The Bee Gees’ Barry Gibb: ‘There’s fame and there’s ultra-fame – it can destroy you’

The Bee Gees’ Barry Gibb: ‘There’s fame and there’s ultra-fame – it can destroy you’December 7, 2020

The band’s last surviving member talks about falling out with his brothers before they died, how his wife saved him from drugs – and why he had to ask Michael Jackson to leave his house

From underneath a black Stetson hat, Barry Gibb stares out of my laptop screen. He is in Miami, where he has lived since 1974 when the Bee Gees’ career was in the doldrums and Eric Clapton suggested a change of scenery might do them good. They relocated en masse, moving into the house Clapton immortalised in the title of his album 461 Ocean Boulevard. Gibb never really left, although he still has a home in England. He liked Miami, he says, because it reminded him of Australia, where his parents emigrated when he was 11.

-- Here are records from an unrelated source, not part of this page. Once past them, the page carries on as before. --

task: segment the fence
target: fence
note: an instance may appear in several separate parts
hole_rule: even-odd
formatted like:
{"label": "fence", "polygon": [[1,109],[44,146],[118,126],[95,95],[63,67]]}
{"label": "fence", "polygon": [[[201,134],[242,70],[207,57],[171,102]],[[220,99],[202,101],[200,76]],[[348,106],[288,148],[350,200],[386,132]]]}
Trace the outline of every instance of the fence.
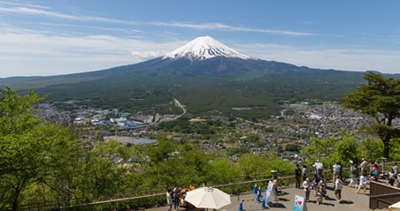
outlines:
{"label": "fence", "polygon": [[375,181],[370,182],[369,207],[371,209],[388,208],[398,201],[400,201],[400,188]]}
{"label": "fence", "polygon": [[[390,163],[387,163],[390,164]],[[343,169],[343,177],[348,175],[350,168]],[[332,170],[324,170],[325,178],[327,180],[332,179]],[[293,171],[289,172],[279,172],[279,185],[281,186],[287,186],[293,185],[295,182],[295,176],[292,175]],[[310,175],[312,175],[311,173]],[[249,180],[250,179],[250,180]],[[181,186],[189,186],[189,185],[195,185],[196,186],[202,186],[204,184],[206,186],[212,186],[219,188],[228,193],[236,193],[237,191],[246,192],[250,191],[254,187],[254,184],[258,186],[265,187],[268,182],[272,180],[272,174],[254,175],[253,177],[248,178],[244,176],[225,178],[225,179],[214,179],[208,181],[198,181],[195,184],[181,184]],[[379,189],[379,188],[378,188]],[[59,210],[59,209],[78,209],[78,210],[97,210],[97,209],[116,209],[120,207],[129,207],[131,208],[137,208],[141,207],[153,207],[153,206],[164,206],[166,201],[165,190],[163,188],[151,188],[145,190],[129,190],[122,192],[112,193],[110,195],[96,196],[96,199],[101,201],[85,201],[84,199],[74,199],[69,201],[50,201],[42,204],[31,204],[22,205],[19,207],[21,210]],[[398,191],[396,191],[398,192]],[[159,193],[162,192],[162,193]],[[388,192],[389,193],[389,192]],[[387,194],[387,192],[376,192],[376,195]],[[400,194],[399,194],[400,195]],[[394,196],[392,196],[394,197]],[[373,198],[375,199],[375,198]],[[376,197],[373,203],[383,206],[386,198],[381,196]],[[375,202],[378,201],[379,202]],[[398,200],[397,200],[398,201]],[[125,203],[125,204],[124,204]],[[371,202],[370,202],[371,203]],[[73,205],[74,204],[74,205]],[[132,205],[134,204],[134,205]],[[106,207],[97,207],[97,206],[106,205]],[[152,206],[151,206],[152,205]],[[134,207],[132,207],[134,206]],[[370,206],[371,207],[371,206]],[[54,208],[56,207],[56,208]],[[91,207],[91,208],[90,208]]]}
{"label": "fence", "polygon": [[[343,172],[346,170],[350,170],[350,168],[343,169]],[[332,170],[324,170],[323,171],[326,178],[331,178],[332,177]],[[292,185],[295,182],[295,176],[291,175],[293,174],[293,171],[290,172],[280,172],[280,175],[288,175],[288,176],[283,176],[279,177],[279,185],[281,186],[287,186],[289,185]],[[311,173],[310,176],[313,175],[315,173]],[[327,176],[328,177],[327,177]],[[245,177],[233,177],[229,178],[228,180],[225,179],[224,182],[227,184],[224,185],[214,185],[217,181],[208,181],[208,182],[203,182],[203,184],[207,185],[207,186],[212,186],[214,188],[219,188],[220,190],[229,192],[229,193],[236,193],[237,191],[250,191],[254,187],[254,184],[257,184],[258,186],[265,187],[268,185],[269,181],[272,181],[272,174],[264,174],[264,175],[256,175],[253,178],[254,180],[250,181],[244,181],[244,182],[234,182],[237,180],[243,180]],[[219,181],[221,182],[221,181]],[[217,182],[218,183],[218,182]],[[200,183],[198,184],[200,186]],[[188,186],[189,185],[187,185]],[[185,186],[185,185],[181,185]],[[98,201],[98,202],[92,202],[92,203],[87,203],[87,204],[81,204],[81,205],[73,205],[73,206],[65,206],[58,207],[57,209],[71,209],[71,208],[77,208],[77,207],[93,207],[93,206],[98,206],[98,205],[104,205],[109,204],[110,208],[114,208],[117,207],[116,203],[118,202],[124,202],[124,201],[129,201],[134,200],[143,200],[148,198],[155,198],[155,197],[162,197],[163,199],[165,199],[165,192],[163,193],[157,193],[152,195],[146,195],[146,196],[138,196],[138,197],[132,197],[132,198],[124,198],[124,199],[117,199],[117,200],[104,200],[104,201]],[[165,204],[165,203],[164,203]]]}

He lives in a waterfront mansion in an exclusive country club, which is clearly a long way from the penury the Gibb family experienced in Australia – of which more later – but that’s what comes of selling between 120m and 220m records, depending on whose estimate you believe. His late brother Robin used to own a house a couple of doors down – Tony Blair caused rather a fuss by holidaying there when he was prime minister – and, as he puts it, “multiple Gibbs” live nearby: five children, seven grandchildren. There are clearly worse places in the world to be holed up during a pandemic. “We’ve been trying to self-isolate and do everything we’re supposed to do,” he says. “As you’ve seen on the news, [coronavirus] is pretty rampant in Miami.”